The federal government is requiring states to change the way they account for students. The result is that have been reporting graduation rates that are somewhat inflated. Up until now, states reported graduation rates according to their own formulas. There was little standardization. Now the federal government is requiring each state to use the same formula, “a four-year cohort rate.” The new number has to be used in the Adequate Yearly Progress report the schools file under No Child Left Behind (NCLB).
Robert Balfanz, co-director of Everyone Graduates Center at Johns Hopkins, said:
This is the first year we have true grad-rate accountability. (Ed Week, vol 31, no 27, page 1)
Isn’t that wonderful. All this time the numbers states have been reporting have little reliability, especially when you try to compare one state to another. Great!
Even with the four-year cohort rate, the states’ rates are still not comparable in ways that are consistent. In 2005, the National Governors Association adopted the NGA Graduation Counts Compact. The four key elements of the document were that states would agree:
- To use a common, four-year adjusted cohort graduation rate formula;
- To build state data collection and reporting capacity;
- To develop additional student outcome indicators; and
- To report annually on state progress toward meeting these commitments.
Do all states use these four elements to track students and report on their status as graduates of their high schools?
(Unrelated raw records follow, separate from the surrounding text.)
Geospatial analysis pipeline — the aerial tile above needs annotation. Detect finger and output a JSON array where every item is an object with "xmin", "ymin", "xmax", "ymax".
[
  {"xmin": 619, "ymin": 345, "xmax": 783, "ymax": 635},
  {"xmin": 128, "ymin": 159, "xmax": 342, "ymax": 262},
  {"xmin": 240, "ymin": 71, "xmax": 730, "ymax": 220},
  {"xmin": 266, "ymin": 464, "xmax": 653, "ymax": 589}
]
The answer seems to be no. States still look for loopholes and strategies to “fix” the numbers. This came to light when states asked for waivers to NCLB. These waivers allow states to change how graduation rates are used for accountability purposes. So we might standardize the reporting formula, but allow states flexibility with regard to how they weigh graduation rates in their accountability formula. Sounds like our tax code, lots of loopholes.
Judi Miller, the assistant director for title programs and services at the Kansas Department of Education, was quoted as saying,
There are some nuances in the parameters that each state set, so really you can’t say they’re exactly the same in each state.” (Ed Week, vol 31, no 27, page 12)
So can we really be sure how many students graduate from high school? I don’t think so.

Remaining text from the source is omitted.